What fascinates me is the abrupt shift in tone from the two flavors of serious which have come before. The Krypton scenes are, for lack of a better term, goofy-serious; and the Kansas scenes are corny-serious; but once we get to Metropolis, the movie really opens up to the audience. Superman has already flirted with a wry sense of humor a couple of times in the Kansas scenes, first when the Kents do the math on unhurt baby + crash site and later with “is a bird showing off when it flies.” In Metropolis, the jocularity is nonstop. Nevertheless, rather than use all the comedy to distance the main cast from Brando and Ford, Superman both embraces their contributions and asks the audience to move on.
It’s hard to put into words, but I think of Superman‘s structure as a representation of Superman himself.

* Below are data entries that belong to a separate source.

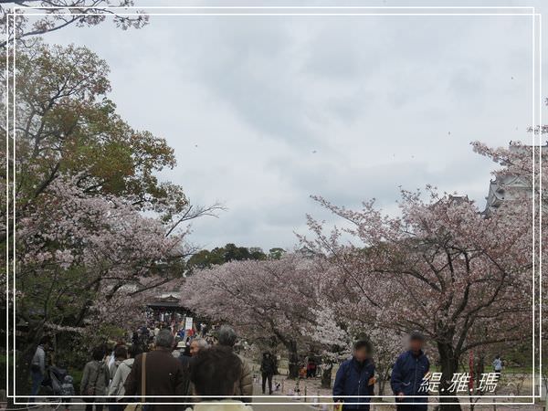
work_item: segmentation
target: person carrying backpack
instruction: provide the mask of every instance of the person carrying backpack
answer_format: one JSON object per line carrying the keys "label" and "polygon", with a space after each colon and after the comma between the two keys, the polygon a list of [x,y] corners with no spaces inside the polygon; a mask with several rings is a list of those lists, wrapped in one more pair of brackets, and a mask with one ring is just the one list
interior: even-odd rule
{"label": "person carrying backpack", "polygon": [[[102,402],[102,396],[105,395],[107,386],[109,386],[110,373],[107,364],[103,361],[105,356],[104,349],[95,348],[92,353],[92,360],[86,364],[82,381],[80,383],[80,395],[84,396],[86,411],[93,410],[94,402]],[[103,406],[95,405],[96,411],[102,411]]]}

The character comes from a slew of different influences but doesn’t try to replicate any particular one. It’s perhaps ironic that Superman has become an archetype — square-jawed, honest, noble, and boring — for the general public. Without Metropolis’ tonal shift, Superman would probably have collapsed under its own weight. However, without Krypton and Kansas both grounding the character and giving him a certain solemnity, the audience might not have taken the movie seriously. You have to respect Superman, I think, almost as much as you enjoy his adventures; and that’s a difficult thing to ask of a moviegoer who might not start out with the best opinion of the Man of Steel.
And that brings us to the fourth big chunk of Superman: the disaster movie. Disaster movies were huge in the ’70s, from big-budget pictures like Earthquake, The Towering Inferno, and The Poseidon Adventure to B-movies like Swarm. There isn’t much opportunity for comedy in this part of the movie, because it’s all about showing off Superman’s powers. Naturally, the key elements from Krypton, Kansas, and Metropolis all converge here, especially when Supes must choose whether to follow Jor-El or Pa Kent with regard to saving Lois’ life. Again, though, this is no doubt the kind of thing audiences expected to see in a Superman movie — indeed, it’s the kind of thing they probably expected to see in any number of movies, except this time with Superman fixing everything — and it’s been paid for largely with the movie’s accumulated goodwill. Specifically, the “disaster act” works because the effects hold up pretty well, and because Reeve is just so right in the role.
Now, I’m pretty sure most of you have seen Superman in the thirty-odd years it’s been around; and most of you probably have pretty definite opinions on why it works (or doesn’t work) for you. To me, not only is this movie a great adaptation of the character, but its structure and management of tone offer great insights into how superhero comics can work well. Superhero comics can handle any number of styles, from whodunits to space operas, from comedies to romances, and various combinations thereof. However, many of them (especially the more venerable characters) must find the right balance between seriousness and escapism; and they could do worse than looking to Superman.